Według obecnie obowiązujących przepisów, wysokość wiaduktu nad nowowybudowaną drogą krajową musi wynosić minimum 4,7 metra. Według ministerialnego rozporządzenia wysokość pojazdu łącznie z ładunkiem określono na 4 metry. Ponad 100-letni wiadukt przy ul. Piwnej ma wysokość 3,2 metra. Choćby z tej przyczyny obiekt jest wręcz „oblepiony” oznaczeniami informującymi o nietypowej, jak na dzisiejsze warunki konstrukcji.

– Dodatkowo są tam zamontowane urządzenia bramowe czyli belki sygnalizujące wysokość skrajni wiaduktu. Uderzenie w belkę winno zniechęcić kierowcę do próby przeciskania się, jak widać, „odważnych” jednak nie brakuje – mówi komisarz Marek Słomski, rzecznik prasowy gliwickiej policji.

Zdaniem funkcjonariuszy, w przypadku prób „sforsowania” wiaduktu, działa ten sam mechanizm, który popycha kierowców osobówek do łamania ograniczenia prędkości.

– Przy ograniczeniu prędkości do 50 km/h w terenie zabudowanym ? większość jeździ sześćdziesiątką. Kierowcy sami sobie dodają 10 km/h, sami siebie przekonując, że to dopuszczalny margines tolerancji – tłumaczy Marek Słomski. – Podejrzewać można, że kierowcy zawodowi znając przepisy i wiedząc, że stawiający znaki obligowani są przepisami mówiącymi o półmetrowej tolerancji oznaczeń, mają nadzieję, że w rzeczywistości pod wiaduktem jest co najmniej 3,7 m albo i więcej. Czym kończą się te próby możemy odczuć stojąc z korkach powodowanych co pewien czas przez tych ryzykantów – dodaje.

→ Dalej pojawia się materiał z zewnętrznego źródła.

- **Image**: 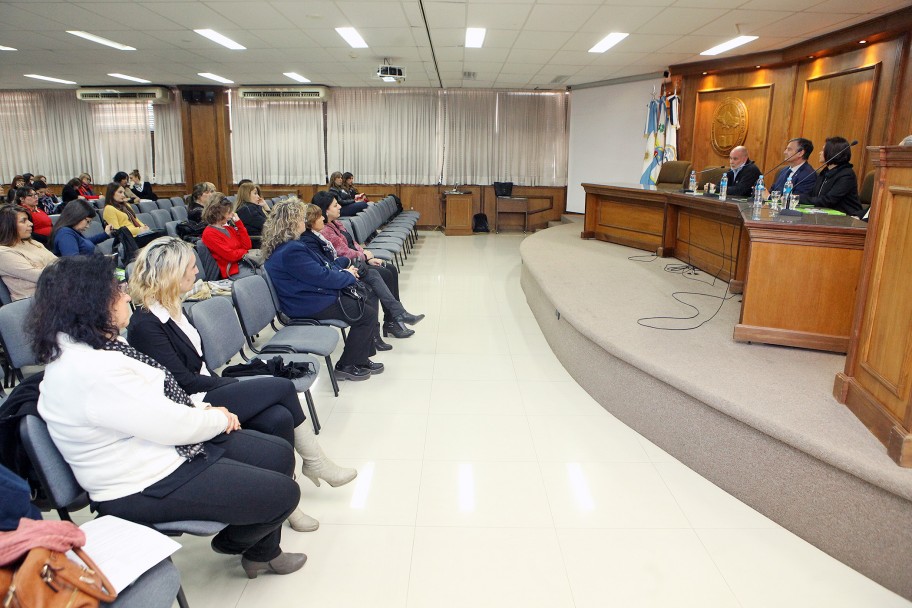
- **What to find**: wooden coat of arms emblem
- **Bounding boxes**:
[711,97,748,156]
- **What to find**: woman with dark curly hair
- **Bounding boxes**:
[32,255,306,579]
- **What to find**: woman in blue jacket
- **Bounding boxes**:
[51,199,112,256]
[263,199,383,381]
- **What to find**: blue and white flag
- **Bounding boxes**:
[640,96,665,187]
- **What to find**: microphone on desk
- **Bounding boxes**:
[760,149,803,180]
[695,165,726,173]
[790,140,858,193]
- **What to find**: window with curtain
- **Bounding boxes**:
[153,96,185,184]
[326,88,443,185]
[230,96,325,184]
[0,89,184,185]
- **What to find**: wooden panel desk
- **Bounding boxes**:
[581,183,748,291]
[442,191,474,236]
[495,196,529,232]
[734,204,867,353]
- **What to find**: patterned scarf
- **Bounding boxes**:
[101,340,206,461]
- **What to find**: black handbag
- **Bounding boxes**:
[337,281,372,321]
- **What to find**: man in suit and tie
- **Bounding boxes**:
[768,138,816,196]
[724,146,761,197]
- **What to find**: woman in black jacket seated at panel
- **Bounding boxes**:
[798,136,863,217]
[126,237,356,533]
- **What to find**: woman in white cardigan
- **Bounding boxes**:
[33,255,305,579]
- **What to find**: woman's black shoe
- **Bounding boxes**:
[374,335,393,351]
[395,312,425,325]
[382,321,415,339]
[358,360,384,375]
[334,363,371,381]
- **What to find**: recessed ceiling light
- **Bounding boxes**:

W ciągu ostatnich 13 miesięcy „mundurowi” interweniowali w tej sprawie pięciokrotnie. Położenie obiektu oraz ruch komunikacyjny w tym miejscu miasta, praktycznie nie pozwalają na jego przebudowę. Pozostaje zaufać kierowcom ciężarówek, choć dotychczasowa praktyka jasno wskazuje, że o „zaklinowanych pod wiaduktem” usłyszymy jeszcze nie raz.